New measures to ensure that more offences involving custodial sentences are handled entirely in magistrates’ courts feature in a plan to modernise the role of magistrates, the justice minister revealed today.
Addressing an audience of magistrates in London, Damian Green (pictured) said that each year 4,000 defendants are sent to the Crown Court for sentencing of no more than six months’ imprisonment, at a sitting cost of £2,150 per day as opposed to £1,400 in the magistrates’ court.
‘We need to keep the right cases in the right court if we are to have a modern justice system in a fair society,’ Green said.

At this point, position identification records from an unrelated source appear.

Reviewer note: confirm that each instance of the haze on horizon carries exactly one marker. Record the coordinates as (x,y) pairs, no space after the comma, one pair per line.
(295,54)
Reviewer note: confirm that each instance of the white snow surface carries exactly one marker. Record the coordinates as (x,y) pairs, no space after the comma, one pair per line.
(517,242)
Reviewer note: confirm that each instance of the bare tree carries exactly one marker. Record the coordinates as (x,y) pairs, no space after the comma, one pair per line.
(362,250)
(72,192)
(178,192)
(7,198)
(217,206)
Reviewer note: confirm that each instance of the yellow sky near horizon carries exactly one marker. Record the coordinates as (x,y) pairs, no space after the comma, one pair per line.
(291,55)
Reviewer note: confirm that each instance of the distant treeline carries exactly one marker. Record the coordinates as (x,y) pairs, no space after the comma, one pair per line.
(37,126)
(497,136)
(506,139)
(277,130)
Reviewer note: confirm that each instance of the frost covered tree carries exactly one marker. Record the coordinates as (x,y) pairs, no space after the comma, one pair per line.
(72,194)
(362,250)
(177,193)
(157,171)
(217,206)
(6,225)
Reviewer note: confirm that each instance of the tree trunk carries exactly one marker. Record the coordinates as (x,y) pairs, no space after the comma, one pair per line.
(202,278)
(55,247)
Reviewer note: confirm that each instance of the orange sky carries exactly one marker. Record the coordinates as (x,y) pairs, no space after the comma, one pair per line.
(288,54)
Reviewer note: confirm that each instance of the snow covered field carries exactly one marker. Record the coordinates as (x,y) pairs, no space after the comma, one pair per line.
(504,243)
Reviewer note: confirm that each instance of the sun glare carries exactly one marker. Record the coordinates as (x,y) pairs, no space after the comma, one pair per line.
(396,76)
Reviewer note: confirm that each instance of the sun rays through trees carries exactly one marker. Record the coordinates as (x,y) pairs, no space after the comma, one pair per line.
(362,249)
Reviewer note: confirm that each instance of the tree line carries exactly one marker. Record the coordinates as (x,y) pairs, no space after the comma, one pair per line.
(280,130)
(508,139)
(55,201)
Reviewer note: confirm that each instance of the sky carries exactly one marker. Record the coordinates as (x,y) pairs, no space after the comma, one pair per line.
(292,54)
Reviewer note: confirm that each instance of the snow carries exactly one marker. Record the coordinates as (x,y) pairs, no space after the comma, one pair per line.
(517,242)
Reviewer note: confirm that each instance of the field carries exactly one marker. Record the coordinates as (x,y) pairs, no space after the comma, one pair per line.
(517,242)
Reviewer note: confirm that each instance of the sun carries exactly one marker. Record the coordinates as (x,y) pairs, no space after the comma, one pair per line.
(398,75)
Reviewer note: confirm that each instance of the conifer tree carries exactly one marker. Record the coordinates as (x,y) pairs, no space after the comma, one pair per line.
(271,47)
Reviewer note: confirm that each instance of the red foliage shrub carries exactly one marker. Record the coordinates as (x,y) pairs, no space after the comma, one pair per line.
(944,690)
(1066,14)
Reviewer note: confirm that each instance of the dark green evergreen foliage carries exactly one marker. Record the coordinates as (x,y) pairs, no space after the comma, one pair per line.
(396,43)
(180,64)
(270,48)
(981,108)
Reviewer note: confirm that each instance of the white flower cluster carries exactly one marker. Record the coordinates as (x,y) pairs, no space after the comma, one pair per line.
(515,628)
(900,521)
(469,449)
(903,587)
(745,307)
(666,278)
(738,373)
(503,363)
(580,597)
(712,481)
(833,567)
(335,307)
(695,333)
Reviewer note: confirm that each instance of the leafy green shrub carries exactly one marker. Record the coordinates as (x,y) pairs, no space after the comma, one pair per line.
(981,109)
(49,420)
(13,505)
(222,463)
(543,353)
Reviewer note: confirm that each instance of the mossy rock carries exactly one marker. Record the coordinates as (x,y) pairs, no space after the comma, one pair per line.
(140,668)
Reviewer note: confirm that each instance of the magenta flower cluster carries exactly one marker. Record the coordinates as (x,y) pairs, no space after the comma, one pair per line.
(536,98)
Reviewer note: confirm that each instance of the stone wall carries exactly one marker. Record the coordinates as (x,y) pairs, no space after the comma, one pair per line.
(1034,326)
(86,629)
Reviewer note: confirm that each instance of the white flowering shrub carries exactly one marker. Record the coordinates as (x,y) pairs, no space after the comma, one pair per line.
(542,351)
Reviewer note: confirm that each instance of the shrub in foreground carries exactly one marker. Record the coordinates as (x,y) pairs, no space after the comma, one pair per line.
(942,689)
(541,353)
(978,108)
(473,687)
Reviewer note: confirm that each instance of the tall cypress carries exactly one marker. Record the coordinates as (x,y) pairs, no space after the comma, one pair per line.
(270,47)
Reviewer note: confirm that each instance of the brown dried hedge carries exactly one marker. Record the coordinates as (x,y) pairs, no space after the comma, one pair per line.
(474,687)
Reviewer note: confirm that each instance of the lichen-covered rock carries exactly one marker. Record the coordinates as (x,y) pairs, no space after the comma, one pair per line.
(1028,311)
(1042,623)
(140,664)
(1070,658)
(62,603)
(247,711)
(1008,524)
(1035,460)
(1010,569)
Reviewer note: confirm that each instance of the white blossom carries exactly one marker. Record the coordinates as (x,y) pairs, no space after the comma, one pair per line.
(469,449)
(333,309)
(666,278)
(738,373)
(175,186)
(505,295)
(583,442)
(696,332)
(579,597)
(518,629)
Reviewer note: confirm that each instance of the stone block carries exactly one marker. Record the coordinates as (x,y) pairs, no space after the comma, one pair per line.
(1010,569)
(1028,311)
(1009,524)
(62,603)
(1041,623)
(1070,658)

Magistrates have the skills and capability to pass more custodial sentences, Green said. ‘I want to work with magistrates to find out why these cases are being escalated, and address that.’
Green was speaking at the opening of a consultation seeking the views of 23,000 magistrates on how to modernise their role in the justice system.

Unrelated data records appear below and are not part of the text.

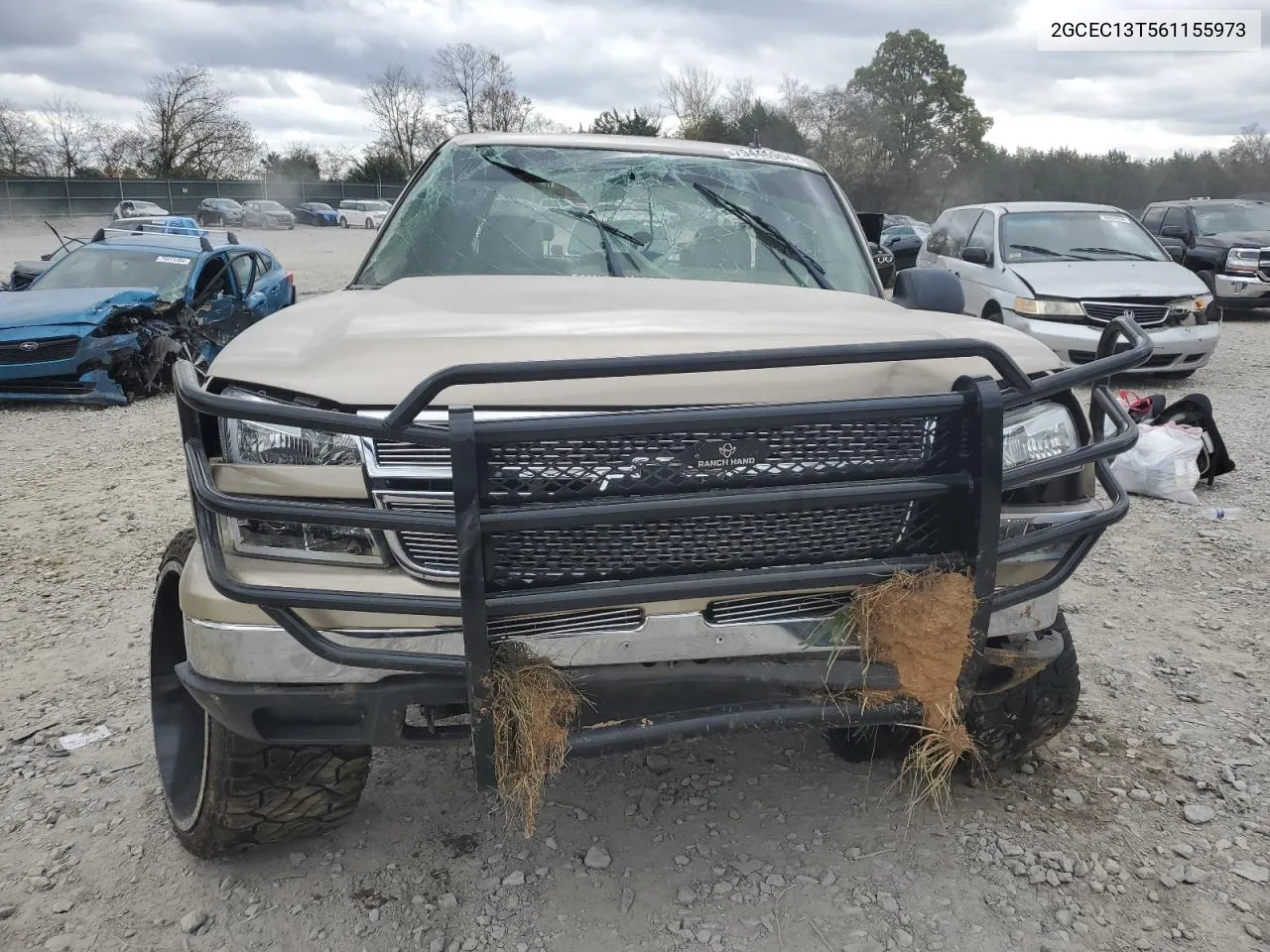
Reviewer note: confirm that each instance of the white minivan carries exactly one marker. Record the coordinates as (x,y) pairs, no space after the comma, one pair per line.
(362,212)
(1061,271)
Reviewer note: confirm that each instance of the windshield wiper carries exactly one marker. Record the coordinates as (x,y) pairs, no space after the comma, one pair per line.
(1118,252)
(1049,252)
(580,209)
(769,234)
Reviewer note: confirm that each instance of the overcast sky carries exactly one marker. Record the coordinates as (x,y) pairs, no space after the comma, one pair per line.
(296,64)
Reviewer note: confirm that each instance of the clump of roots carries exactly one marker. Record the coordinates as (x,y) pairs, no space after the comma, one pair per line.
(921,625)
(532,706)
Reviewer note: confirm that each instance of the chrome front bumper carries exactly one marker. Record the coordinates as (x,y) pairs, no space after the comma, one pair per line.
(264,654)
(1241,289)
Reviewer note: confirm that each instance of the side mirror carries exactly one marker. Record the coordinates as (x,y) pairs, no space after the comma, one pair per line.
(929,290)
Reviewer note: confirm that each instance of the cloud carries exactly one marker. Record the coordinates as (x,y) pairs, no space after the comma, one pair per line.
(296,64)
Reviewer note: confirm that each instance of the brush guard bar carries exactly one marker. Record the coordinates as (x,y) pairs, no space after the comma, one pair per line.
(516,538)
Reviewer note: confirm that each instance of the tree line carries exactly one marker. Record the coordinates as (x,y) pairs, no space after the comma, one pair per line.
(901,135)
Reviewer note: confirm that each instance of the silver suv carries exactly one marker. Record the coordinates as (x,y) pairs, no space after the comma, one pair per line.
(1061,271)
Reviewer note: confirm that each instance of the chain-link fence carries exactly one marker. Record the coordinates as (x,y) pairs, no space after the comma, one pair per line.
(41,198)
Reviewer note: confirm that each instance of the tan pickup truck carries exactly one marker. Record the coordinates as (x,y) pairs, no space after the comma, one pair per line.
(642,407)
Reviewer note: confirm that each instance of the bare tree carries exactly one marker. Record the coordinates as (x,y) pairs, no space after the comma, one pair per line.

In a section of his speech well-trailed in the daily press, Green said that the government is to remove low-level cases such as minor road traffic offences from traditional courtrooms to enable magistrates to ‘focus their time in court on more serious and contested cases which best use their skills’.

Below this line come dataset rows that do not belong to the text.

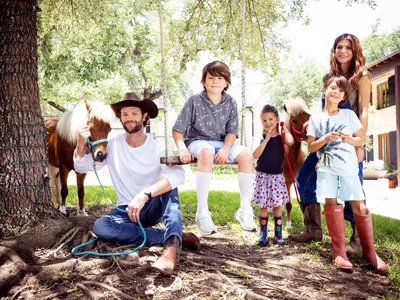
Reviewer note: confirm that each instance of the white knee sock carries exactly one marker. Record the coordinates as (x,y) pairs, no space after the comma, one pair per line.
(245,188)
(203,181)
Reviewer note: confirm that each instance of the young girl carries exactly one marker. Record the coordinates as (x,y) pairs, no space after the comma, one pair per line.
(269,188)
(335,133)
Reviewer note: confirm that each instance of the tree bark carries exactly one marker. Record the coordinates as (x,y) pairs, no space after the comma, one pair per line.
(24,187)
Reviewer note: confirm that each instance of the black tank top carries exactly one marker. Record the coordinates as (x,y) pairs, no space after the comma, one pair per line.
(271,160)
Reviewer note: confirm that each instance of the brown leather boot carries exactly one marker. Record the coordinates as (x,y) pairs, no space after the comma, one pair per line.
(335,222)
(190,240)
(354,244)
(365,230)
(312,222)
(168,259)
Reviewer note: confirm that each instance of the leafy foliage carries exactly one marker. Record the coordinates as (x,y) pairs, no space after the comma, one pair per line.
(301,78)
(377,46)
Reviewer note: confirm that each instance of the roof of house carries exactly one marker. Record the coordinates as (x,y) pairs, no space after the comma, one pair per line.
(383,60)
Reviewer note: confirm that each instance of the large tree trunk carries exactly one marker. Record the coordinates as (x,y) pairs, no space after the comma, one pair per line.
(24,189)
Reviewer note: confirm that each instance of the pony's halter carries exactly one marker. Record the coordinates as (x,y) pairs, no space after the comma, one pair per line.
(299,135)
(91,144)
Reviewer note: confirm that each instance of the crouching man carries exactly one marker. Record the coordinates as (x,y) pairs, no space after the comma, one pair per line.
(145,189)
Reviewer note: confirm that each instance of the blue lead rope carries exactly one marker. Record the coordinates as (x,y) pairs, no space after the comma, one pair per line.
(73,251)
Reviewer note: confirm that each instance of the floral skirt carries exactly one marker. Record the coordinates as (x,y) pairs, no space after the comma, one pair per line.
(269,190)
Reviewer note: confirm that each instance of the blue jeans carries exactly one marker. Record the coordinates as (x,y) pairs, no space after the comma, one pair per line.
(117,227)
(306,180)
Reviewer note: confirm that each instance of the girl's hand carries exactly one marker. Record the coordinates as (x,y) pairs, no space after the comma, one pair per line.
(83,135)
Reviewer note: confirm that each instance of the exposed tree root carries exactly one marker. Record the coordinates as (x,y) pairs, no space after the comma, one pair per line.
(114,290)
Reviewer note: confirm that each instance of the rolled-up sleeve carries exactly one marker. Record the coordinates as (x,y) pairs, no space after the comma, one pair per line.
(232,126)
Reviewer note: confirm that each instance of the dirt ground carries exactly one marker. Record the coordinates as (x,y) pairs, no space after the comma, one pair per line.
(229,265)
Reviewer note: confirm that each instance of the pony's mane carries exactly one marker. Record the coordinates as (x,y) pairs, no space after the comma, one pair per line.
(295,107)
(72,119)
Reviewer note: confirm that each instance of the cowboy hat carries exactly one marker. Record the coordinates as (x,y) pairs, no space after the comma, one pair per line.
(131,99)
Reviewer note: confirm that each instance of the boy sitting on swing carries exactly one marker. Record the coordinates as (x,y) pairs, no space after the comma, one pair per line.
(206,129)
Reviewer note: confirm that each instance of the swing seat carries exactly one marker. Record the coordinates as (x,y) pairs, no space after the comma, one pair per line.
(176,161)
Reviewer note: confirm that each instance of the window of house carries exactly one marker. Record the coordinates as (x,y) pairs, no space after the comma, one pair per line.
(383,95)
(384,146)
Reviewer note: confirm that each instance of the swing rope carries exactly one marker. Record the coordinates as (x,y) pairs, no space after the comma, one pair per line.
(288,162)
(243,139)
(164,82)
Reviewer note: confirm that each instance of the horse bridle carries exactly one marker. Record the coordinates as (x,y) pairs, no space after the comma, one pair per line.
(299,135)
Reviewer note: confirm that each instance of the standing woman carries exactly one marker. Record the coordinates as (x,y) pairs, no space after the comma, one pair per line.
(346,59)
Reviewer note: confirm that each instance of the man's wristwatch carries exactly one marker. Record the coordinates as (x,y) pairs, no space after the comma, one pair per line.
(147,192)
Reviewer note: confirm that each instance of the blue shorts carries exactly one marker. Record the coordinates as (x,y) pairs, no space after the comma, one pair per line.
(197,146)
(346,188)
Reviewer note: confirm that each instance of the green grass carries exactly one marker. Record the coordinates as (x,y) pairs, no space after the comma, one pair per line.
(223,205)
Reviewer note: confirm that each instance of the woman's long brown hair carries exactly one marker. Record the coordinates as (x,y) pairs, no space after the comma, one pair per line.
(357,65)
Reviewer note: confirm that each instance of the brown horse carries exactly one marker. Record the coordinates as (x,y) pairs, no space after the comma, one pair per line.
(61,138)
(297,117)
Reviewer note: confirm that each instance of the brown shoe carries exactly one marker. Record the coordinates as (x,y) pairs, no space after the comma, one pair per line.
(190,240)
(168,259)
(335,222)
(354,244)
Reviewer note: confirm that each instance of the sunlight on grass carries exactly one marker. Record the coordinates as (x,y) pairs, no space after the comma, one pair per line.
(224,204)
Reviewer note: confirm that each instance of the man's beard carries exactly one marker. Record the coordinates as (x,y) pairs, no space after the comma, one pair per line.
(134,129)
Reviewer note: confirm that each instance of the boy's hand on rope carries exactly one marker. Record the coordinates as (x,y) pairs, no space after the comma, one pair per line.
(360,154)
(186,156)
(135,206)
(222,156)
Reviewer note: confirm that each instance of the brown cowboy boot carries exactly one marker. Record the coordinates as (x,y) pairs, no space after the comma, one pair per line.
(354,244)
(312,222)
(168,259)
(365,230)
(335,221)
(190,240)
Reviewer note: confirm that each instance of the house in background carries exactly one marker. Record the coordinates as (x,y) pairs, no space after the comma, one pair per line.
(384,123)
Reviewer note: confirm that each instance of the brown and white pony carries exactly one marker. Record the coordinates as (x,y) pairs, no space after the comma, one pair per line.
(62,137)
(296,118)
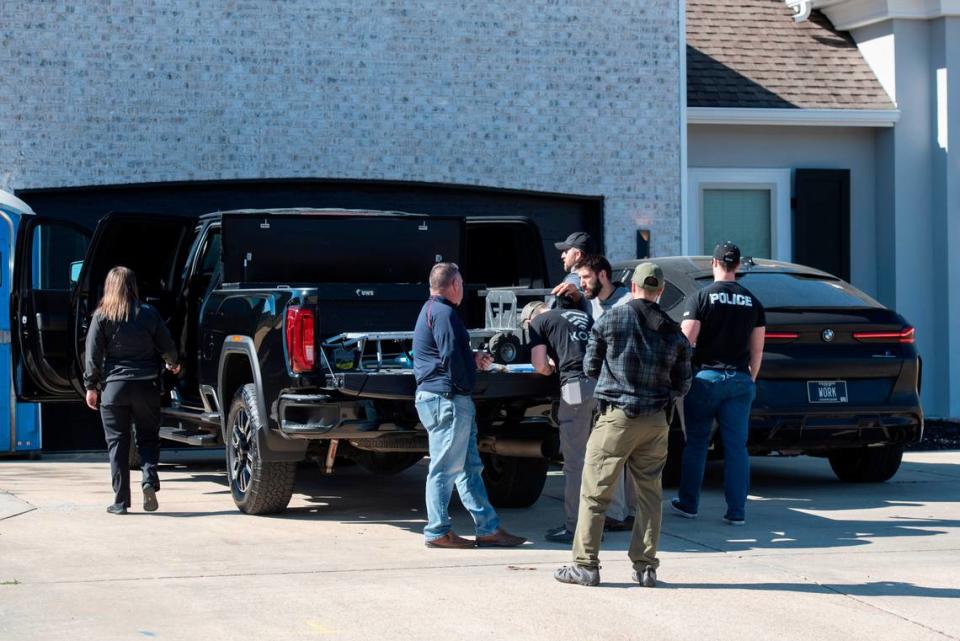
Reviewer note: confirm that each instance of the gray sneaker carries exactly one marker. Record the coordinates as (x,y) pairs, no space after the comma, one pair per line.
(149,499)
(579,574)
(647,577)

Magistrates could also be given greater powers to scrutinise the use of out-of-court disposals by the police. Measures could include allowing victims of crime to appeal to a magistrates’ court if they believe an offender ought to have been prosecuted rather than cautioned.
The proposals, to be published for formal consultation later this year, also include new powers for magistrates to deal with offenders who breach the conditions of their supervision.
‘That means courts will have powers to deal with those who fail to comply with their supervision conditions, including being able to commit an offender to custody for up to 14 days,’ Green said.
Two years ago, proposals by Green’s predecessor Nick Herbert that magistrates should have the power to issue summary sentences outside of court attracted strong criticism from the Law Society.